Richtig ist, dass Manson ein sehr hartes Los erwischt hatte. Seine Mutter war eine sechzehnjährige Prostituierte und Kriminelle, seinen leiblichen Vater kannte er nicht, Mutter und Stiefvater lehnten ihn ab. Er wuchs wechselweise in Erziehungsheimen und Gefängnissen auf. Dort wurde er mit Praktiken und Methoden der Scientology Church und dem Kult um Aleister Crowley vertraut; und dort lernte er auch, wie man die Schwächen anderer geschickt ausnutzt, sie für sich dienstbar macht und in solchen Asylen zugleich "überlebt". Bevor er 1967 in den Sog der Hippie-Kultur geriet und sich Hoffnungen machte, ein großer Musiker zu werden, hatte der damals Dreiunddreißigjährige bereits zwei Drittel seines Lebens als Eingesperrter verbracht.

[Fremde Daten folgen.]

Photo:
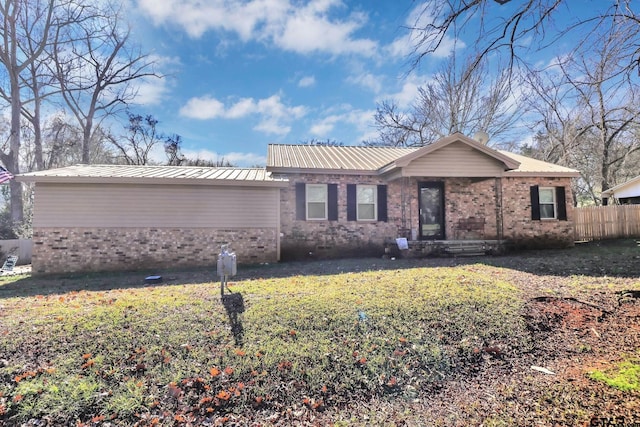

Die leutselige Zeit von Love & Peace bot ihm dann allerdings das nötige Umfeld für seine kruden Ideen und wirre Gesellschaftskritik. In Haight Asbury tummelten sich damals (wie heute noch) die ausgeflipptesten Gestalten, Künstler, Junkies, Schnorrer, Spinner und Weltverbesserer jeder Art, aber auch viele Leute, die verzweifelt und unbehaust waren, nach Halt, Sinn oder Identität suchten, sich sozial ausgestoßen fühlten und nach einem neuen Leben suchten. Für jemanden, der wie Manson die Rettung der Welt versprach, rhetorisch dazu nicht ganz unbegabt war und ihnen von einer künftigen Musikerkarriere vorschwärmte, war es anscheinend ziemlich leicht, Menschen auf seine Seite zu ziehen, die orientierungslos herumhingen.

Das Geheimnis seines Charismas beruhe, so drückt es ein langjähriger Zellengenosse Mansons aus, vor allem auf der Beziehungsebene. Seine Macht über andere habe einfach mit den Leuten zu tun, die in ihn den Vater, den Gott, den Guru und den Lehrer suchten, den sie gebraucht, aber nie gefunden hätten. Genau solche Leute, die mit ihrem Leben nicht zurande kommen und "Zurück zur Natur" wollten, "verleihen ihm die Macht, und die Botschaften machen sie selbst. Er sagt, sie sollen in sich ruhen, entspannt und wahrhaftig sein …und daraus basteln sie sich ein ganz neues Buch aus Regeln und Botschaften."

Opfer der Gesellschaft

Schon deswegen mutet es einigermaßen seltsam an, wenn Manson sich hier als Opfer der Gesellschaft stilisiert und die Journalistin ihm in seiner Weltsicht auch noch auf dem Leim geht. Niemand aus der Manson Family hätte, resümiert Welles, diese Morde verübt, selbst Manson nicht, wenn nicht unglückliche Umstände diese tödliche Spirale in Gang gesetzt hätten. "Ursprünglich dominierten Kreativität und Originalität", schreibt sie, "doch zunehmend fühlten sich die Family-Mitglieder von dem Bedürfnis getrieben, die Gesellschaft dafür zu bestrafen, dass man sie in Stich gelassen hatte." Dadurch erst wäre eine gefährliche Weltsicht entstanden, die von Verzweiflung und wilder Sinnlosigkeit geprägt war, vom Scheitern musikalischer Ambitionen und exzessiven Drogenmissbrauchs.

So kann man die Vorfälle natürlich auch betrachten und sie kleinreden. Wieder mal wird die Gesellschaft in Haftung genommen, wieder mal soll sie an allem schuld sein, und wieder mal wird übersehen oder vergessen, dass die Gesellschaft (was immer das auch ist) weder Ort noch Adresse hat. Weder kann man sich an sie wenden und sich bei ihr beschweren noch kann man sie loben, verurteilen oder gar "bestrafen".

Dass Erziehung bei Manson offensichtlich nicht ansprach, wenig Liebe erfuhr und er auch als Musiker kläglich gescheitert ist, kann man nicht anderen, geschweige denn der Gesellschaft anlasten. Dabei ist genau diese, ständig sich selbst entlastende Weltsicht, die die Umstände für persönliches Fehlverhalten verantwortlich macht, eine gefährliche. Ganz abgesehen davon, dass die so grausam Niedergemetzelten nichts dafür können, dass Manson sich nicht angenommen gefühlt hat und mit seinen hochfliegendem Träumen und Plänen kläglich gescheitert ist.